MOTS-CLÉS : cardiopathies ischémiques. infarctus du myocarde.. insuffisance cardiaque. trouble dépressif
Influence of depression on the prognosis of cardiovascular diseases
KEY-WORDS : congestive. coronary disease. depressive disorder. heart failure. myocardial infarction

Jean-Paul Bounhoure, Michel Galinier, Daniel Curnier, Marc Bousquet***, André Bes****

Résumé

La dépression nerveuse, les cardiopathies ischémiques et l’insuffisance cardiaque sont des affections très fréquentes après 60 ans, réduisant la qualité de vie et représentant une lourde charge au plan économique pour la société. Quelques études épidémiologiques et observationnelles ont montré que les syndromes dépressifs étaient un facteur de risque indépendant à l’égard des cardiopathies ischémiques et de l’insuffisance cardiaque. L’insuffisance coronaire est plus fréquente chez les sujets déprimés que chez les non déprimés et après un infarctus du myocarde un syndrome dépressif est un facteur de surmortalité et de complications. Les syndromes dépressifs sont aussi fréquents au cours de l’insuffisance cardiaque et ils constituent un facteur de mauvais pronostic, étant associés à des complications et une surmortalité. Plusieurs facteurs semblent relier la dépression aux complications cardiovasculaires et à une surmortalité : une dépression nerveuse entraîne une mauvaise observance des traitements cardiologiques et a des conséquences nerveuses et biologiques délétères. On a constaté une stimulation neuroendocrinienne importante, une dysfonction endothéliale, une faible variabilité du rythme cardiaque et une altération de la fonction plaquettaire chez les patients déprimés atteints de cardiopathies. Des travaux récents évoquent une prédisposition génétique à l’association des deux pathologies. Les traitements pharmacologiques psychiatriques de la dépression améliorent la qualité de vie mais on s’interroge sur les risques cardiovasculaires des médicaments antidépresseurs prescrits chez les patients cardiaques. Chez eux, les inhibiteurs de la sérotonine semblent préférables aux antidépresseurs tricycliques à cause de leur meilleure tolérance et de l’absence d’effets secondaires rythmiques et tensionnels.

Summary

Coronary artery disease, heart failure and depression are all highly prevalent after 60 years of age. They significantly affect quality of life and represent a major economic burden for society. Some epidemiological and observational studies suggest that depression is an independent risk factor for the onset and progression of ischemic heart disease and heart failure. Patients with depression are more likely to develop ischemic heart disease, and they are more likely to die or to have a recurrence after myocardial infarction. Heart failure is frequently associated with depression, and this combination carries an increased risk of complications and mortality. Several factors seem to link depression with cardiovascular events and poor outcome, including poor adherence to treatment, sympathetic stimulation, endothelial dysfunction, low heart rate variability, and abnormal platelet function. There is strong evidence that depressive symptoms are a negative prognostic factor in patients with heart failure and coronary heart disease. Treatment of depression improves quality of life, but its impact on the outcome of heart diseases is controversial. Selective serotonin reuptake inhibitors seem preferable to tricyclic antidepressant for depressive patients with cardiac diseases, because of their good tolerability and lack of cardiovascular effects.

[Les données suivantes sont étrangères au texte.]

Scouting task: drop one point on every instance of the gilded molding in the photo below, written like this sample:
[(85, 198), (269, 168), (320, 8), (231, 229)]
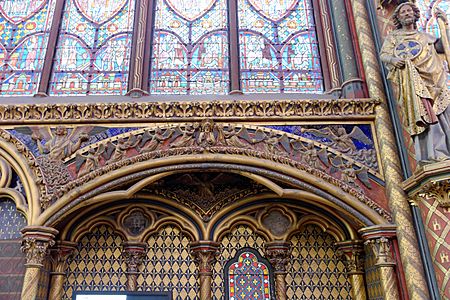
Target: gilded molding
[(410, 256), (176, 111), (36, 243)]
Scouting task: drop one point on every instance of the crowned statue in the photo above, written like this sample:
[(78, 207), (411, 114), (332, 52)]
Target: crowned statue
[(418, 63)]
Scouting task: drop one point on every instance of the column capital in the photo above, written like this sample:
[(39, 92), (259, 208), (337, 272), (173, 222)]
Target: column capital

Les relations entre les syndromes dépressifs, l’évolution et le pronostic des cardiopathies suscitent beaucoup d’intérêt et sont aujourd’hui un thème d’actualité. Les maladies cardiovasculaires et les dépressions, fréquentes après 60 ans, paraissent intimement liées, le choc psychologique des affections cardiaques graves, mettant en jeu le pronostic vital, facilitant l’apparition d’un syndrome dépressif. Chez ces patients dépressifs, la prévalence, les complications et la mortalité des cardiopathies ischémiques et de l’insuffisance cardiaque s’élèvent [1, 2]. La survenue d’une dépression au cours d’une cardiopathie est un facteur de mauvais pronostic, favorisant la mauvaise observance du traitement, accélérant l’évolution de la cardiopathie, facilitant les complications et causant une surmortalité. Compte tenu de la forte prévalence des deux entités pathologiques au delà de 60 ans, le problème est de savoir s’il s’agit d’une relation purement fortuite ou si des interactions délétères s’établissent entre les deux syndromes. La prévalence d’un syndrome dépressif au cours d’une cardiopathie ischémique varie, selon les études, de 15 à 20 % et de 25 à 30 % chez les insuffisants cardiaques, en fonction des modalités du diagnostic retenues [3, 4]. L’évaluation du pronostic de ces atteintes cardiaques associées à un syndrome dépressif, demande un suivi de plusieurs années. Aussi nous ne pouvons pas faire encore état d’une étude entreprise cette année chez des coronariens et insuffisants cardiaques, en réadaptation, dont les résultats ne seront connus que dans deux ou trois ans. Il nous a paru intéressant d’analyser la littérature publiée sur ce thème en ne retenant que des études comportant des délais d’observation prolongés.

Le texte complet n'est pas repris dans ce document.